Pour le cas particulier du mandat de syndic de copropriété, il faudra vérifier si le mandat prévoit la résiliation en cas de fusion par absorption du mandataire. Mais a priori, je ne pense pas que ce soit automatique.

 

 

Bonjour Marsu,

 

merci pour votre réponse.

 

1/ Nous sommes entièrement d'accord, sur le plan légal qu'il ne puisse y avoir de contestations sur ce point : "En cas de fusion absorption, la société résultant de l'opération de fusion est/devient titulaire des droits et débitrice des obligations de chacune des entités absorbées"

 

2/ "Pour le cas particulier du mandat de syndic de copropriété, il faudra vérifier si le mandat prévoit la résiliation en cas de fusion par absorption du mandataire. Mais a priori, je ne pense pas que ce soit automatique" . Aucune mention de cet ordre ne figure dans notre mandat. La seule clause y étant indiquée est : si le syndic souhaite mettre fin à ses fonctions (c'est-à-dire, soit qu'il ne veut plus travailler pour notre syndicat de copropriétés, ou qu'il cesse définitivement son activité), ce qui est différent.

 

Il a un successeur, qui n'exercera plus dans la même structure.

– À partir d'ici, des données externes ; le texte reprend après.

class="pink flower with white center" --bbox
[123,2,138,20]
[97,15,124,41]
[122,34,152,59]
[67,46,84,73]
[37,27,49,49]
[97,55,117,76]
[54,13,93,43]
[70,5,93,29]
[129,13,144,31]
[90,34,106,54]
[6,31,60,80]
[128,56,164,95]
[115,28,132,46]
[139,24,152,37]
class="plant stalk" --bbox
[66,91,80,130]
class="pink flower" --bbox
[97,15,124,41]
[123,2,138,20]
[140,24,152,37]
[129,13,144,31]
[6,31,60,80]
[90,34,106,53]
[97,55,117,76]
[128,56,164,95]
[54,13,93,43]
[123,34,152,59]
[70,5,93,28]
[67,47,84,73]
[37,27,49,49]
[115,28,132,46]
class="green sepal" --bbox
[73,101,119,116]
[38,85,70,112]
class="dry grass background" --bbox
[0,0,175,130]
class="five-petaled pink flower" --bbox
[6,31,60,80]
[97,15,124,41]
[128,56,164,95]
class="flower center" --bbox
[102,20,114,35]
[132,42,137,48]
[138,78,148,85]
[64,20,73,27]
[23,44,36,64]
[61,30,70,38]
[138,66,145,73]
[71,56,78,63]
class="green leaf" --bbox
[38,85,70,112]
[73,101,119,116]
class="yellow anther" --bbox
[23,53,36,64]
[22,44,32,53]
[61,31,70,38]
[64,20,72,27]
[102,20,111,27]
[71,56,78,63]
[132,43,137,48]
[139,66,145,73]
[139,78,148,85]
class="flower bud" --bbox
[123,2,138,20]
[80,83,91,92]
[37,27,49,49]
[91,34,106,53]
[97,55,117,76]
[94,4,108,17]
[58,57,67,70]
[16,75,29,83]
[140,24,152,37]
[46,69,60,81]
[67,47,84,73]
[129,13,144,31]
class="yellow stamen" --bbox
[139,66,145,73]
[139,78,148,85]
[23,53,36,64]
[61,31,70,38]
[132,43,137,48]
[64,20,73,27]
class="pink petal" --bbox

Mais par le biais de la société qui absorbera la société de syndic vendue.

 

Les seules conditions sous lesquelles ce successeur peut exercer la mission de syndic, étant que la personnalité juridique reste inchangée et c'est au niveau du RCS.

 

Nous ayant été précisé, si le RCS demeure inchangé, en revanche :

- le gérant peut changer (ce qu'il y a eu : démission du syndic-gérant, et nomination d'un nouveau gérant)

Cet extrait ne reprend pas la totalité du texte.